Keen was among the first researchers to show that gently processed, high-flavanol cocoa indeed has a biological effect.
He and other researchers have since shown that flavanols can:
- Help the blood protect against oxidation damage
- Reduce the risk of blood clots, an aspirinlike effect
- "Turn on" the production of nitric oxide, a key molecule in blood that helps protect blood vessels, lower blood pressure and increase circulation in the extremities
- Help reduce cytokines, compounds that increase damage to cardiovascular tissue
Not so fast with health claims
The inevitable backlash--we're talking about chocolate and a deeply engrained public perception here--has already begun.
When a St. Louis artisanal confectioner hired a university-based dietitian to lend credibility to its claims that its chocolates contain ingredients "linked to improved cardiovascular health," the activist Center for Science in the Public Interest quickly swooped in, saying the claims are putting the marketing cart in front of the science horse.
"Chocolate isn't broccoli," said Bonnie Liebman, director of nutrition at CSPI. "Antioxidant claims [for all foods] have been around for some time and in general have lost favor because of disappointing results on studies for vitamins E and C.

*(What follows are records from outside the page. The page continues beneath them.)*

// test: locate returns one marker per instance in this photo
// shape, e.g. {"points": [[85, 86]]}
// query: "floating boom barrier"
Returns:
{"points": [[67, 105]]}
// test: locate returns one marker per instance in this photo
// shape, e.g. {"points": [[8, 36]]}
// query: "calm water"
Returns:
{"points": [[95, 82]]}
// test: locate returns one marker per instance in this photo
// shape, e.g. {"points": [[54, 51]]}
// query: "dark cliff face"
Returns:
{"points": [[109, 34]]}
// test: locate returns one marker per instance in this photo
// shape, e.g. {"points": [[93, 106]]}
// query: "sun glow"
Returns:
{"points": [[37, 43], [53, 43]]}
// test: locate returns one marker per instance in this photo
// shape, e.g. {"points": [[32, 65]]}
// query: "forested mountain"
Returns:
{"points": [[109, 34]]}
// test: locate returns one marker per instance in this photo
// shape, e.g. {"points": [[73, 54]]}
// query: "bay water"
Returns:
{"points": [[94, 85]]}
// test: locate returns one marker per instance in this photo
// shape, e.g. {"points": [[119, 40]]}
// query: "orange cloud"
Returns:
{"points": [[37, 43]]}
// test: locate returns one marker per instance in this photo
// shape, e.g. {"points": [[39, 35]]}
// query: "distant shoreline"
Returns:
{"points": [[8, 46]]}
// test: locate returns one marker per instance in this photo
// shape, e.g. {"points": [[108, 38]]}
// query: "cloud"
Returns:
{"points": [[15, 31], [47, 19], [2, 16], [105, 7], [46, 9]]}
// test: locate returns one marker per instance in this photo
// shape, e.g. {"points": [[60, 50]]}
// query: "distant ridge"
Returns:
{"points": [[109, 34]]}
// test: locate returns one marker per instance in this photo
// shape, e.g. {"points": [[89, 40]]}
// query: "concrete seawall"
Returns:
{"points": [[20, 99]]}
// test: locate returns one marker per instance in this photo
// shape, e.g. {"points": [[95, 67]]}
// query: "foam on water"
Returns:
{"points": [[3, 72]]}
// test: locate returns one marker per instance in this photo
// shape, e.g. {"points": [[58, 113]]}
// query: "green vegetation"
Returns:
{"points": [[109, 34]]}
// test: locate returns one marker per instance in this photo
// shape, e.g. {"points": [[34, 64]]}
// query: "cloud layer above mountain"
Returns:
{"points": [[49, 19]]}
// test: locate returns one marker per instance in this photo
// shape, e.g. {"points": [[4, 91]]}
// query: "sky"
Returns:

"The evidence could get stronger," Liebman allowed, but to date "no studies show that people who eat chocolate are healthier."
Oddly enough, Mars Inc., one of the biggest chocolate producers in the world, agrees. Its head of research, Harold Schmitz, insisted that Mars has invested tens of millions of dollars into cocoa and flavanol studies to "make sure the story is right in a sustainable way," noting that all of Mars' studies have been peer reviewed and are replicable.
"We really get concerned when we see the truncated headline `health chocolate,'" he said. "We're concerned because the science does not support chocolate as `healthy.' The science supports the claims that certain types of cocoa or certain types of chocolate can make a contribution to cardiovascular health.
"Most cardiologists would agree that nitric oxide is the central paradigm and we can quantify that. So we at least have a starting point to do dose-response studies [in humans]. The world of science will be hearing from Mars and our research collaborators on studies directly addressing this over the next two years," Schmitz said.
Go ahead, enjoy
From her clinical perspective, dietitian Lynn Danford, a nutrition specialist and research coordinator at the Northwestern Memorial Hospital Lynn Sage Cancer Center, noted that cocoa has been in the food supply for hundreds of years and was used medicinally by ancient civilizations in South and Central America. Though chocolate may not appear on a food pyramid anytime soon as an essential nutrient, she said, "it certainly can be enjoyed without the guilt which is too commonly associated with pleasurable foods in our culture."
Danford said her advice to most patients is to include chocolate in their diet if they enjoy it.
"The bottom line is, chocolate is not a necessity, but it is certainly an enjoyable part of our diet. The universal advice, everything in moderation, applies quite well to this delicious food."
So far, Mars has used its extensive cocoa research to coat Dove bars with a high-flavanol dark chocolate and produce an extremely high-flavanol bar called CocoaVia (available only online at cocoavia.com). It may bring a high-flavanol, powdered cocoa called CocoaPro to the market within a year.
When it comes to the artisanal chocolate that sells so well around Valentine's Day, that's a leap Schmitz said will be some time in coming.
First, people will need to perceive chocolate differently. This "reinvention of chocolate," as Schmitz puts it, would shift public perception from guilty indulgence to functional food, or at least separate the two.
There always will be those willing to give their right ventricle for a sublime truffle that tickles their taste buds. In the future, however, the rest of us may not have to compromise taste for health benefits.